The Man Who Mistook His Wife For A Hat
As neurologist Oliver Sacks notes at the beginning of this book, which was a massive bestseller around the world and made him famous, he has always been equally interested in diseases and people. A lifetime's work convinced him that it is often less a matter of 'what disease does this person have', than 'what person has the disease'. You can't examine a patient as if they are an insect – you are talking about a self.
This is all the more important in neurology, which involves a physical dysfunction of the brain that often affects a person's sense of who they are. In The Man Who Mistook His Wife For a Hat, he aimed to show that even when their normal faculties desert them, there remains an unmistakable uniqueness, a person, that is still there. How people adapt or reinvent themselves in the face of mental or physical setbacks was to Sacks, who has seen so many such cases, amazing.

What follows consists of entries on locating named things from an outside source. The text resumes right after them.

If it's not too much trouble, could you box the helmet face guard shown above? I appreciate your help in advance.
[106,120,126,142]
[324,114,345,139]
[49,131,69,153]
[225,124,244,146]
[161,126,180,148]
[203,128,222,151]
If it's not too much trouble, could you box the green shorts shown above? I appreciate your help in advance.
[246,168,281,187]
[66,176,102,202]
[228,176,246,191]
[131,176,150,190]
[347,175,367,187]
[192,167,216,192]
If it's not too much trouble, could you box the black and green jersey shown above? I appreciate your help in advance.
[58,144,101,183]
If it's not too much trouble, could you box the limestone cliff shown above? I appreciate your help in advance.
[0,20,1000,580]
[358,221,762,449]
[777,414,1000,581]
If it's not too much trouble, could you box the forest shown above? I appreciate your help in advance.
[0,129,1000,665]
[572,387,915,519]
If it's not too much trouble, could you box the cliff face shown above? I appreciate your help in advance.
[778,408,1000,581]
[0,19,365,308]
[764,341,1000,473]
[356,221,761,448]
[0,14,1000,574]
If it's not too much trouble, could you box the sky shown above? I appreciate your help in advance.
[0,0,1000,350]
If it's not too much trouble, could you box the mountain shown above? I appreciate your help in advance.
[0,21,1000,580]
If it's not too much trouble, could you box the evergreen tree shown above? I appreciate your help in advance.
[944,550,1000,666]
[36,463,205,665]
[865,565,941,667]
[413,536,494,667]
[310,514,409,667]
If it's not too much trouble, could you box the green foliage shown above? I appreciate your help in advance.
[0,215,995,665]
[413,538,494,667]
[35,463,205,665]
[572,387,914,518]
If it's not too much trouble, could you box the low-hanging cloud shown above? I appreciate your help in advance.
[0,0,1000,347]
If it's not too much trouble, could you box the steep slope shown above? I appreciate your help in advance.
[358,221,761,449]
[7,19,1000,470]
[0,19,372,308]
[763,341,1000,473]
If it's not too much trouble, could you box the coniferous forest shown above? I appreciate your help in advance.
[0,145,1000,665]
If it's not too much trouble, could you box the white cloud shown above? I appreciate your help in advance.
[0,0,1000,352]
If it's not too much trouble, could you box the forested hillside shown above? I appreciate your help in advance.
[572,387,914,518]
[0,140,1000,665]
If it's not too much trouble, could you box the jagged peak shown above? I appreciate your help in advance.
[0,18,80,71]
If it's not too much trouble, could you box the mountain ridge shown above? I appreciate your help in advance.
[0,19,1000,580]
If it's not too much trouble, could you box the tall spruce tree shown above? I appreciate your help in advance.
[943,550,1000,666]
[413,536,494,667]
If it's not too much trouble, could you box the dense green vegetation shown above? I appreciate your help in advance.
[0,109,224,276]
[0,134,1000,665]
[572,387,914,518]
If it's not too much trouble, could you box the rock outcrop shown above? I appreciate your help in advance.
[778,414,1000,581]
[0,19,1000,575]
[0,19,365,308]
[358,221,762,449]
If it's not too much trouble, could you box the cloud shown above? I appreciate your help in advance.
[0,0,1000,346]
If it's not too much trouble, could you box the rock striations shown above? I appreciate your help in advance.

The book's 24 chapters detail a myriad of strange and interesting cases which give it the page-turning quality of a novel. Part One of the book is titled 'Losses'. The chapters relate to people who have battled to return to a sense of normal self after suffering some debilitating loss of mental faculty.
Jimmie's Lost Decades
Without memories, is it possible to have a self?
Sacks tells of a the case of Jimmie G, a 49 year old admitted to the old people's home where Sacks was working in 1975. Jimmie was a handsome, healthy man and very genial.
He had been drafted into the US Navy upon his graduation from school, and became a radio operator on a submarine. But while talking about his personal history and family life, Sacks noticed that Jimmie was talking in the present tense. He asked Mr G what year it was. Jimmie replied to the effect of '1945 of course!' For Jimmie, the war was won, Truman was president, and he is looking forward to going to college on the GI Bill. He believes he is 19.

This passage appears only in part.